Some bosses are concerned that workers may waste too much time at work chatting with friends both within and outside the business through instant messaging. They also stress that instant messaging is not the best medium for every business requirement; workers should still use email when they need a record and call for a human touch (Miller, 2017).
Figure 2: Good Example of an Instant Message (Carol M. Lehman, 2010)
For individuals with hearing problems, text messaging is a feasible substitute for phone conversations. In certain areas of the globe, where voice calls are more costly than texting and short chats are considered rude, economic and cultural reasons have also fueled the development of text messaging. Southeast Asia has a concentration of the most popular text messages. Because the names of the numerals in Mandarin are similarly near to the sounds of some phrases, the Chinese language is especially well-suited for text messaging (Naughton, 2014). Japanese commuters type quietly on their cellphones since chatting on the phone on the train is considered rude. Texting has been popular among adolescents in the United States, and the practice has spread to workplaces. Text messaging may be used as an avoidance strategy both abroad and at home to maintain the illusion of contact while avoiding the weight of real closeness or substance. The majority of text messages are brief pleasantries delivered while the parties are within speaking distance of one another. They’re intended to create connection without becoming particular, similar to a wave or a nod (Naughton, 2014; Carol M. Lehman, 2010).

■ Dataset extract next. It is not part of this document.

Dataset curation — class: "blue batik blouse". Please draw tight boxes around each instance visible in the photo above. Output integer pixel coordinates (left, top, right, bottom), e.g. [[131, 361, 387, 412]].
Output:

While text messaging is mostly used for social purposes, it may also be used for commercial purposes. When a ringing phone might be disruptive, such as during a meeting, text messages may be sent or retrieved (Carol M. Lehman, 2010). Advertisers are sending marketing messages through text messages since data shows that text messages are opened much more often than email messages. Figure 3 contrasts the email message’s fullness and relative formality to the instant message’s casual character and the shortened style of the text message. To optimize efficiency and meet societal expectations, each media needs its own unique writing style.